Converting delimiters, writing to csv_data_out.txt ...
Done !
Conversion took: 2.1216 wallclock secs ( 1.87 usr + 0.17 sys = 2.04 CPU)
回答3:
This may not be the best solution, but it should work...
I'm 99% sure you're using StreamReader ("sr") to read the file. Try reading it in with a FileIO.TextFieldParser, which will allow you to split the line into string array.
Dim aFile As FileIO.TextFieldParser = New FileIO.TextFieldParser(filePath)

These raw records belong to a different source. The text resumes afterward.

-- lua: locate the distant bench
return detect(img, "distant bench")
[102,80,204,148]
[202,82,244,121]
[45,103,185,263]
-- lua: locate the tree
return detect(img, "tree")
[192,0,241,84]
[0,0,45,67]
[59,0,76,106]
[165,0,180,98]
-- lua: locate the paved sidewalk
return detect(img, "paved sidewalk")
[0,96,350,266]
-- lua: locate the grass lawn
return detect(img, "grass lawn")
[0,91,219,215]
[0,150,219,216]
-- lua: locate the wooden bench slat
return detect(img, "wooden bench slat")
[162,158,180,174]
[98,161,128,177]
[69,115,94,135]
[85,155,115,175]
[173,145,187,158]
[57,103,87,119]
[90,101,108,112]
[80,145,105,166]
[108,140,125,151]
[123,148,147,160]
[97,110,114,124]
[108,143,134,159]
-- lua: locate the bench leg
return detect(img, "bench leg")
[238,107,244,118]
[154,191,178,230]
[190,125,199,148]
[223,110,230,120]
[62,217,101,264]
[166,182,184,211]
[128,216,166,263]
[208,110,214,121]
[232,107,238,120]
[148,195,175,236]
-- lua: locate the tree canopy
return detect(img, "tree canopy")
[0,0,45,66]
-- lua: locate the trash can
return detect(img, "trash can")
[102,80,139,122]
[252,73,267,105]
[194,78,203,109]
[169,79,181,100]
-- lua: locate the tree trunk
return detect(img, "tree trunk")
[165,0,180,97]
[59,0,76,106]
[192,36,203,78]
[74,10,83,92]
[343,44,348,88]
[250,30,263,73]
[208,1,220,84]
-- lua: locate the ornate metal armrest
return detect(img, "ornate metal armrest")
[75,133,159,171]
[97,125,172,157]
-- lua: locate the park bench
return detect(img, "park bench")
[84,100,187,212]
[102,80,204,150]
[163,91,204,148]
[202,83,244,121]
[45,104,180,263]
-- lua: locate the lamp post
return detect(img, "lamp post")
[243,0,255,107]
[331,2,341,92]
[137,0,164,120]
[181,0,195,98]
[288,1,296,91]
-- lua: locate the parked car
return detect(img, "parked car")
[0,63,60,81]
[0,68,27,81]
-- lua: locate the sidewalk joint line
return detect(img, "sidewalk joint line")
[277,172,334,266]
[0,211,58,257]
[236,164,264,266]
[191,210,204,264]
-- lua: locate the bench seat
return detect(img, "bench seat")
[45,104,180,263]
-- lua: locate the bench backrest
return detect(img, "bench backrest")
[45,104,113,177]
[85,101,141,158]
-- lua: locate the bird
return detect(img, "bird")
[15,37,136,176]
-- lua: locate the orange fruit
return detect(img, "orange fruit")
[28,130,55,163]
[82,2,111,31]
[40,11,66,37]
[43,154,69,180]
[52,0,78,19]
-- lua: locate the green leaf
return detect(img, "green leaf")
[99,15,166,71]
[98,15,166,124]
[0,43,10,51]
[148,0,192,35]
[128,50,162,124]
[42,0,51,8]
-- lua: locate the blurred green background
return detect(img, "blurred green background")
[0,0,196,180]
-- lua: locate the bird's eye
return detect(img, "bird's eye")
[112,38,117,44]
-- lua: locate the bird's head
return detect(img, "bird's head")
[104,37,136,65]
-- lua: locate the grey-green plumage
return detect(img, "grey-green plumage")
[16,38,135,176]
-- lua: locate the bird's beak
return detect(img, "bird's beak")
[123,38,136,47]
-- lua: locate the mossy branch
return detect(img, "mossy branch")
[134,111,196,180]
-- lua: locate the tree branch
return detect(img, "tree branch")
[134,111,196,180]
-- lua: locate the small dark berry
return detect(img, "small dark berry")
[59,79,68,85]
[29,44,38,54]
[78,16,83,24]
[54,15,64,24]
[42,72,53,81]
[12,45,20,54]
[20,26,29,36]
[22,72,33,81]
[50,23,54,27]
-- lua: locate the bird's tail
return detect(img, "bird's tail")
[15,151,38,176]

Dim temp() As String ' this array will hold each line of data
Dim order As doOrder = Nothing
Dim orderID As Integer
Dim myDate As DateTime = Now.ToString
aFile.TextFieldType = FileIO.FieldType.Delimited
aFile.Delimiters = New String() {","}
aFile.HasFieldsEnclosedInQuotes = True
temp = aFile.ReadFields
' parse the actual file
Do While Not aFile.EndOfData...
In the loop, keep using "aFile.ReadFields" to read the next line. Once you have your String array, you can concatenate each field with pipes in between them. Kind of messy, and not Regex (don't know if that's an actual condition or just an idea), but will get the job done.
Also, please note the "aFile.HasFieldsEnclosedInQuotes = True" since that is one of the conditions you listed.
EDIT: I see that The Blue Dog gave a Regex answer while I was trying to type... You may still want to look into using the TextFieldParser regardless since you are reading a delimited file. I'll just go away now.